A common theme in the pathogenesis of many hematologic malignancies is a cytogenetic translocation resulting in constitutive gene activation. A good example of this process is found in systemic anaplastic large cell lymphomas, characterized by balanced translocations involving the ALK gene with various partner genes, most commonly nucleophosmin. Consequent phosphorylation of the ALK tyrosine kinase leads to growth stimulation. Kadin and Carpenter provide an extensive review of three downstream signaling pathways activated by NPM-ALK fusion: P13 kinase, STATs, and phospholipase Cγ. They also discuss primary cutaneous anaplastic large cell lymphoma and distinguish a clinically benign variant, lymphomatoid papulosis.

A new clinical entity characterized by CD4⁺ CD56⁺ malignant cells and frequent extranodal involvement typically involving the skin has been recognized in the past decade. The WHO classification uses the term “blastic NK lymphoma” to describe such cases. Béné and colleagues make a strong case for these malignancies originating from type 2 dendritic cells. Their review stems from a semi-retrospective study of 23 cases performed by Feuillard and colleagues with the French Groupe d’Etude Immunologique des Leucemies (GEIL).
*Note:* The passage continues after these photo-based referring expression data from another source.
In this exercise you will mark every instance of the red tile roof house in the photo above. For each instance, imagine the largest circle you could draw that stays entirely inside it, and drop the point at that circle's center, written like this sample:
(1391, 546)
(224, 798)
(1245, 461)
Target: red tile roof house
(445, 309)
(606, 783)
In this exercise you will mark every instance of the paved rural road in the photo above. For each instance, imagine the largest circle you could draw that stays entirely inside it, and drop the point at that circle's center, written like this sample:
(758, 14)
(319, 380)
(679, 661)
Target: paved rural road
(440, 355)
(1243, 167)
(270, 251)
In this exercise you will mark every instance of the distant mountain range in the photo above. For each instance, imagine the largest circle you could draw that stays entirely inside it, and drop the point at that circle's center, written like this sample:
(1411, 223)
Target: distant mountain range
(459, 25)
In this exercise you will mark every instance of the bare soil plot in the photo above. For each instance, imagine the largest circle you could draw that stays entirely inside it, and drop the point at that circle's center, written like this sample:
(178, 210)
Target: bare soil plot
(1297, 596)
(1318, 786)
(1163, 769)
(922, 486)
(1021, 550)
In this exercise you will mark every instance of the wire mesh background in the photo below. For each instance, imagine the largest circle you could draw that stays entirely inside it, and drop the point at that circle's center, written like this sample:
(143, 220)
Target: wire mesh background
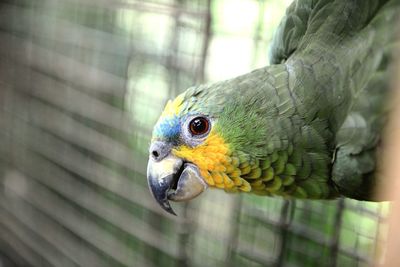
(81, 85)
I am sure readers of this issue will be fascinated by the diagnostic challenges provided by the killer cell malignancies as well as by the opportunities afforded to better understand the biology of cytotoxic cells. The clinicians among us are bound to be disappointed by the lack of evidence for effective treatment for many of these diseases. The NK leukemias, extranodal NK lymphomas, γδ T-cell lymphomas, and “blastic” NK lymphomas all have a very aggressive clinical course. One can only hope that better delineation of the pathogenesis of each of these individual entities will lead to improvements in care for these patients.